To plan and execute robotics tasks, 3D scene perception and understanding are critical for robots to effectively interact with complex environments. Traditional systems often rely on closed vocabularies and are constrained by pre-defined object categories, which limit their flexibility.
In this paper, we propose 3DS-Plan, an open-vocabulary 3D scene perception and generation model designed to facilitate long-horizon task planning. It leverages the pre-trained foundation models to support robotic scene understanding, and further provides environmental details to infer actionable steps in various scenarios. We validate the effectiveness of our framework through comprehensive experiments. It demonstrates a 31.41% improvement in computational efficiency for class operations, and at least a 14.52% increase in success rates for complex tasks, without requiring extensive retraining or extra annotation. The corresponding project page is available at https://techpage.github.io/open3dsp/.
We introduce the 3DS-Plan framework, a novel open-vocabulary 3D scene perception and generation model designed to enhance robotic task planning. This framework integrates pre-trained visual language models, enabling robust and versatile scene understanding in a zero-shot learning setup. In addition, the generated representation of the 3D scene can further provide spatial and environmental details that help in task execution.

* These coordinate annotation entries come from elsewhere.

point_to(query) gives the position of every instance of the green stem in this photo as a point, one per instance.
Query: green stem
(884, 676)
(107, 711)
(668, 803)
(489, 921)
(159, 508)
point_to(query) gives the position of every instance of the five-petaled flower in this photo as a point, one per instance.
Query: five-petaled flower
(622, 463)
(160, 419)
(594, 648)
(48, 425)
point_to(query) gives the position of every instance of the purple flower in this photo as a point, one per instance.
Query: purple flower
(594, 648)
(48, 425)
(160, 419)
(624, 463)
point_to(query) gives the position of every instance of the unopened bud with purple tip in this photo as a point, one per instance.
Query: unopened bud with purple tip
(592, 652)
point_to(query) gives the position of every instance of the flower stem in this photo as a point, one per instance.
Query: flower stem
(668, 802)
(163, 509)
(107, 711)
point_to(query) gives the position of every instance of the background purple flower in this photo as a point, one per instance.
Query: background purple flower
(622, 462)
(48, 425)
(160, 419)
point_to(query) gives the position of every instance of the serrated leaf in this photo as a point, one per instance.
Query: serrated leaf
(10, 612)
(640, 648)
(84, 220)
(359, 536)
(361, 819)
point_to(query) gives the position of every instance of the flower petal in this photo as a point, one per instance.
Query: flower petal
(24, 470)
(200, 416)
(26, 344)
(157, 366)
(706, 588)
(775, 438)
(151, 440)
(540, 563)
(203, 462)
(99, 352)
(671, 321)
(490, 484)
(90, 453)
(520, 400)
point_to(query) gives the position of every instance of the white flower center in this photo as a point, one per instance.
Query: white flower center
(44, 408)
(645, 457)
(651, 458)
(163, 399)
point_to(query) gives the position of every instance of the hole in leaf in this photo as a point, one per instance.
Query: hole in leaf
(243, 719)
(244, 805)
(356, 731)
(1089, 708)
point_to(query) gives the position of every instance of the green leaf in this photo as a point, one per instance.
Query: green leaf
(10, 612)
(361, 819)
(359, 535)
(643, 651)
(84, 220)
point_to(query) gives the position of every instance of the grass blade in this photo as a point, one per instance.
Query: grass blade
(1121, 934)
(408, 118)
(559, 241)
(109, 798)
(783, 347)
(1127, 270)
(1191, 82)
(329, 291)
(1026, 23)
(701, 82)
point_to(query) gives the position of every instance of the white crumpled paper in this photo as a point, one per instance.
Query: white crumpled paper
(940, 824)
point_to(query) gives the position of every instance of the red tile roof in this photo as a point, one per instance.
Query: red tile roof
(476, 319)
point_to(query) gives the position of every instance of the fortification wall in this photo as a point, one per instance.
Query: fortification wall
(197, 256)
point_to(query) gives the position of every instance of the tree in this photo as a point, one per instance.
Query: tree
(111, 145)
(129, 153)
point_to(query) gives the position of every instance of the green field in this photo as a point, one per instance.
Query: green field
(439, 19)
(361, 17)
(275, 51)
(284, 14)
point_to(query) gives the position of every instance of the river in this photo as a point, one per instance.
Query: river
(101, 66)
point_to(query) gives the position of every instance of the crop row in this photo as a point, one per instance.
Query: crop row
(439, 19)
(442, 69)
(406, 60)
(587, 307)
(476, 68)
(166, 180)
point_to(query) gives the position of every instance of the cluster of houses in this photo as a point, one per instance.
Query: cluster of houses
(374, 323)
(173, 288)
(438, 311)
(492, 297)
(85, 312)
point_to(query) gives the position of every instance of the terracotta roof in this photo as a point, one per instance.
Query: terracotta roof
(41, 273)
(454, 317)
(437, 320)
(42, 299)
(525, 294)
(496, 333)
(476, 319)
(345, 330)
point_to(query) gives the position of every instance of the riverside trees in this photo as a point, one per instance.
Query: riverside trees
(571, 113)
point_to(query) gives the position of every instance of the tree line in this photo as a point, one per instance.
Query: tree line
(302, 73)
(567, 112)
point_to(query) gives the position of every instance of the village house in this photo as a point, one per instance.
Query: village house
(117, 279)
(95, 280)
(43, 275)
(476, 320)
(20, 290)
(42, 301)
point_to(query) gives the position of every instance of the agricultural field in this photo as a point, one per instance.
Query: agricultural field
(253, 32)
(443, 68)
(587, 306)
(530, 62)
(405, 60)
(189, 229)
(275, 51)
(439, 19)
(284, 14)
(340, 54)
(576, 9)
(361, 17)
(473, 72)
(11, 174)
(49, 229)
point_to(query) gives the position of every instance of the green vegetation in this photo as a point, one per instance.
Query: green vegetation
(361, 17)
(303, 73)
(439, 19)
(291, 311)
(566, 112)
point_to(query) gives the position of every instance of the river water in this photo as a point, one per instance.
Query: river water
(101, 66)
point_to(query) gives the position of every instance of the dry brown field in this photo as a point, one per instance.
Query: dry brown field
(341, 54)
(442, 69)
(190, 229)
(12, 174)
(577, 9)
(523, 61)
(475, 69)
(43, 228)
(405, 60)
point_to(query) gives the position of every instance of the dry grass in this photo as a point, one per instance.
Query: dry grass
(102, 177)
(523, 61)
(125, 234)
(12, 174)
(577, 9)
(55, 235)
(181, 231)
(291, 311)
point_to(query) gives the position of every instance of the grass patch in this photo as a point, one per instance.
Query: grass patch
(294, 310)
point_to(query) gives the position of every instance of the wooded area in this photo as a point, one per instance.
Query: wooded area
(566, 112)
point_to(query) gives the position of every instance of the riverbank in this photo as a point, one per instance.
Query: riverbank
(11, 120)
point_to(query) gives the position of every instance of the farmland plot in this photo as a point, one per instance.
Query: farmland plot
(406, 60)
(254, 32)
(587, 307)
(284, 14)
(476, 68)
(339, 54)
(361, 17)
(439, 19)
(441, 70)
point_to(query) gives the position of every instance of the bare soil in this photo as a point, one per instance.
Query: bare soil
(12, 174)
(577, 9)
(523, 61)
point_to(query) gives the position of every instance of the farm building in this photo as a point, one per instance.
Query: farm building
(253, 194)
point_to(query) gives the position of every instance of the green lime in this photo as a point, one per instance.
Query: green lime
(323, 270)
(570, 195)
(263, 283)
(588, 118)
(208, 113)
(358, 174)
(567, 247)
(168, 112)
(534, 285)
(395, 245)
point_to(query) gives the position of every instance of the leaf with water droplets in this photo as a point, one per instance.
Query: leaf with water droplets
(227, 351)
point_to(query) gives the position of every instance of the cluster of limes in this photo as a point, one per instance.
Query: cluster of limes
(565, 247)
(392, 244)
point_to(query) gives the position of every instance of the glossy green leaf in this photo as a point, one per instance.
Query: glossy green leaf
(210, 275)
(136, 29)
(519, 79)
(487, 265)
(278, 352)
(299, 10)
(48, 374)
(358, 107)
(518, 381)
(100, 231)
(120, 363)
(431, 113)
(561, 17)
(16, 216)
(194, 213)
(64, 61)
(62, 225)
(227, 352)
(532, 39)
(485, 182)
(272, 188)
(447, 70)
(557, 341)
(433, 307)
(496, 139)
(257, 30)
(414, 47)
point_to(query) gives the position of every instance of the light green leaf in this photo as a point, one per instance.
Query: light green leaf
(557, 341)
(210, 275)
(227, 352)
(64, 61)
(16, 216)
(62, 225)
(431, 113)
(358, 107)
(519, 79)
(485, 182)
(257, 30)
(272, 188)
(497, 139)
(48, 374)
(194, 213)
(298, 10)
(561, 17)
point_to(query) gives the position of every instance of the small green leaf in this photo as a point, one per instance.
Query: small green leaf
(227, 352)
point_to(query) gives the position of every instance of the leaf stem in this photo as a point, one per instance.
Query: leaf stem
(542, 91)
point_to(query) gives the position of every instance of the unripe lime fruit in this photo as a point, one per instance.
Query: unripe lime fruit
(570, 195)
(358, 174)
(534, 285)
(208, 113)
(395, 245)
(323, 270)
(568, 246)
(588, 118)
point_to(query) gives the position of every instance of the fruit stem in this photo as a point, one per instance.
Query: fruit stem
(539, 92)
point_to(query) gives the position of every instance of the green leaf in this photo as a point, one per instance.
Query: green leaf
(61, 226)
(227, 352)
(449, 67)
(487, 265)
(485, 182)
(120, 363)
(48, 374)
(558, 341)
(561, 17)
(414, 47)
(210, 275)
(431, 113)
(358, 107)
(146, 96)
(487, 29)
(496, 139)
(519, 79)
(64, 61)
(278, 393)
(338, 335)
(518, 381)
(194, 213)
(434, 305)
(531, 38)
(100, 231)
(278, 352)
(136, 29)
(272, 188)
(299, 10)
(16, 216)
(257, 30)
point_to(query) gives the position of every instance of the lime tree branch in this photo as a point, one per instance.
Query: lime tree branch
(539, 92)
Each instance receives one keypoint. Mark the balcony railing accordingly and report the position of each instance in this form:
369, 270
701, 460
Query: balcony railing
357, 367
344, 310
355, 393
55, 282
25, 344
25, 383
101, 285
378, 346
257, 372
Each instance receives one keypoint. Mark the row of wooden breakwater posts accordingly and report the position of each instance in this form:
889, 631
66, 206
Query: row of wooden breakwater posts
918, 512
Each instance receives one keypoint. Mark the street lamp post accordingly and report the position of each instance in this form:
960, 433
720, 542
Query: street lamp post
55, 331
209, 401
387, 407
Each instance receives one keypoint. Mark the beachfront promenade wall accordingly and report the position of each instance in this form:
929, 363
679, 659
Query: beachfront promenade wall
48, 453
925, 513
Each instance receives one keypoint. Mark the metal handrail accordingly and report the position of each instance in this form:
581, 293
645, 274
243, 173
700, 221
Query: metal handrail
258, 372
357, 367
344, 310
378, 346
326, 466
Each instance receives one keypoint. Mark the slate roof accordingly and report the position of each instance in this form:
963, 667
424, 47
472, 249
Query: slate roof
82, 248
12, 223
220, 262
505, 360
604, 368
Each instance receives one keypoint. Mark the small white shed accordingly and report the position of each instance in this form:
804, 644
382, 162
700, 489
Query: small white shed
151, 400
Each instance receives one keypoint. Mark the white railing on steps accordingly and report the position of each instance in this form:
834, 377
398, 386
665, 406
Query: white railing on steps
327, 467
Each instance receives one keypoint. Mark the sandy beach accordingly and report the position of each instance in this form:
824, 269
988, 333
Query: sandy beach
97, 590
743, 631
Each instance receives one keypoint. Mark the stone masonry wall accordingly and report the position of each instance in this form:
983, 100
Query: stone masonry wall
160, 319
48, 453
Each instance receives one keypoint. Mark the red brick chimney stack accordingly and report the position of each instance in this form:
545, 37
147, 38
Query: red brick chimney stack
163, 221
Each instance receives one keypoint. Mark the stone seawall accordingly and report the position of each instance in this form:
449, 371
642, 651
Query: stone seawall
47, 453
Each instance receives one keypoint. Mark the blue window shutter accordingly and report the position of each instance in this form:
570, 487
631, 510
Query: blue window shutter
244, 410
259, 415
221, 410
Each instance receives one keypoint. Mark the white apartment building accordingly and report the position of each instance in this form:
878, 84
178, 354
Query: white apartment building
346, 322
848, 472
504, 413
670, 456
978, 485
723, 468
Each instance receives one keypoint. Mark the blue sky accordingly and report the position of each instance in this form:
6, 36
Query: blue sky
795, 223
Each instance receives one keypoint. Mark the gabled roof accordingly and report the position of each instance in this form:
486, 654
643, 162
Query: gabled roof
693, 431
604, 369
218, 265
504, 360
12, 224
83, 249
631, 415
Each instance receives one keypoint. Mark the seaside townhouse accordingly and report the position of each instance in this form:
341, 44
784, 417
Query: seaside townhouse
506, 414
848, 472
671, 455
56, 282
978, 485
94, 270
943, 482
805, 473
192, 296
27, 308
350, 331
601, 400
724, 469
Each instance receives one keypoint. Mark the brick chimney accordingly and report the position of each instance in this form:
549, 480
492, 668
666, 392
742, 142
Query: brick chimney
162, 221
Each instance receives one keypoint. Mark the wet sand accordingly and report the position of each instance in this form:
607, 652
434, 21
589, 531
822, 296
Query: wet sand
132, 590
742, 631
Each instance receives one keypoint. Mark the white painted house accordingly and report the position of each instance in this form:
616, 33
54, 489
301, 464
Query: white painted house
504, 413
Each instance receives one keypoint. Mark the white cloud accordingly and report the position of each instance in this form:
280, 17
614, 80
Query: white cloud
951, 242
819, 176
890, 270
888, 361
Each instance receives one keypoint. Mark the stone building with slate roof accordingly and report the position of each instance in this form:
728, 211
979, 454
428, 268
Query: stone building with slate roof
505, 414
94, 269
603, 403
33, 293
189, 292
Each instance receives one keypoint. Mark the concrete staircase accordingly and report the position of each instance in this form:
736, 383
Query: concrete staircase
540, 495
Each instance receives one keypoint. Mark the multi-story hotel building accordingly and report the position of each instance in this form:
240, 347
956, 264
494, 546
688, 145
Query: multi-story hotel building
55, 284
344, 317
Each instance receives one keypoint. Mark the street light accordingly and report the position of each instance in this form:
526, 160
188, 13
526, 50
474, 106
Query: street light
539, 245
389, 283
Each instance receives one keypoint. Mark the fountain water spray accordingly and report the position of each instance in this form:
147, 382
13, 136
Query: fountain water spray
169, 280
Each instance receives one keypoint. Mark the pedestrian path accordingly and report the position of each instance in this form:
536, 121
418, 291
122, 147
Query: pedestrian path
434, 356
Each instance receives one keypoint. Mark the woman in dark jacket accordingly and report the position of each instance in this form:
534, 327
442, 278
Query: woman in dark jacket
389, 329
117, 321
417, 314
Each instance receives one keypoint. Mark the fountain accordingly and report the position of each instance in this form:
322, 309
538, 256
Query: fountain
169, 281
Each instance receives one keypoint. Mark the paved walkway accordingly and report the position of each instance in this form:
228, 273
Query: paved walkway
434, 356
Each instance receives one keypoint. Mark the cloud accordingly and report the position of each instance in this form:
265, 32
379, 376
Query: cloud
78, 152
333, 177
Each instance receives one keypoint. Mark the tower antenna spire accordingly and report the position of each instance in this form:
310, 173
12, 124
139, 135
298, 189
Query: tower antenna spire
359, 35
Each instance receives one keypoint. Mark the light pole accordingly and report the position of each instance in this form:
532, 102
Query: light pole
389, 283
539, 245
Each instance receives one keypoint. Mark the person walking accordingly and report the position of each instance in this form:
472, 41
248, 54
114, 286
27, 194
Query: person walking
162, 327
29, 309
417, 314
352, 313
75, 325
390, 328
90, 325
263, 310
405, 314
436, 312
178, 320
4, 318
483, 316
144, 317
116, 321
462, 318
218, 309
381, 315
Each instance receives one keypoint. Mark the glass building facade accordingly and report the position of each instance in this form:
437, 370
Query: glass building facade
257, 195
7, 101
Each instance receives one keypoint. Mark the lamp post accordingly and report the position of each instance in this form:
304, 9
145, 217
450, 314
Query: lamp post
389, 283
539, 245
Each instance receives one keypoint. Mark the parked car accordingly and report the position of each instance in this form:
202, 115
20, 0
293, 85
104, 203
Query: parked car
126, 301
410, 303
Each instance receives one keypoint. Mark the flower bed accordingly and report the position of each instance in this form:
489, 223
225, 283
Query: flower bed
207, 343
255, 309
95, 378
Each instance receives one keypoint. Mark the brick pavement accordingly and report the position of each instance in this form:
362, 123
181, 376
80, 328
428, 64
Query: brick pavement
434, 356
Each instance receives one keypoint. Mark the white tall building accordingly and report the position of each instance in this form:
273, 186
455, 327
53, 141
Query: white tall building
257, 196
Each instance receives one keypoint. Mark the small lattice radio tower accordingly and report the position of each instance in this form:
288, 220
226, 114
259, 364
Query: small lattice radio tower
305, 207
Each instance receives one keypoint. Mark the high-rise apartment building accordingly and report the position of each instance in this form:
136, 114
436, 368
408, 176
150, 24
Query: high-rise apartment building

💫 We introduce 3DS-Plan, a system that enables task planning and execution based on the perceived environment, without relying on ground truth or predefined maps.
💫 Our system integrates LLM-driven reasoning and common-sense knowledge to generate logical inferences and formulate task plans with actionable steps for execution, which can perform long action sequence tasks.
💫 We demonstrate the effectiveness of our approach through extensive experiments. Our results show improvements in 3D scene generation and success rates for various task types, which validate its applicability in task execution scenarios.
3D scene processing and utilization for instance generation and task planning. From capturing input images to integrating instance information for practical task planning, it illustrates a workflow to interpret and respond to scene interaction.
We conducted our experiments with the AI2-THOR environment and the GPT-3.5 model. A variety of rooms, including kitchens, living rooms, and bedrooms, were selected. We also analyzed the success rates for different task types.
In addition, the result also indicates that as the stride increases (thereby reducing environmental data density), the constructed scene becomes less complete, which negatively impacts the success rates across different tasks (complex tasks such as "clean_cool" and "heat_cold" show a significant drop in performance with larger strides). It suggests that denser scene construction is critical for tasks requiring higher action complexity.
We also generate the corresponding scene instance with 3DS-Plan for the agent, and therefore constitute the environmental foundation for further task planning.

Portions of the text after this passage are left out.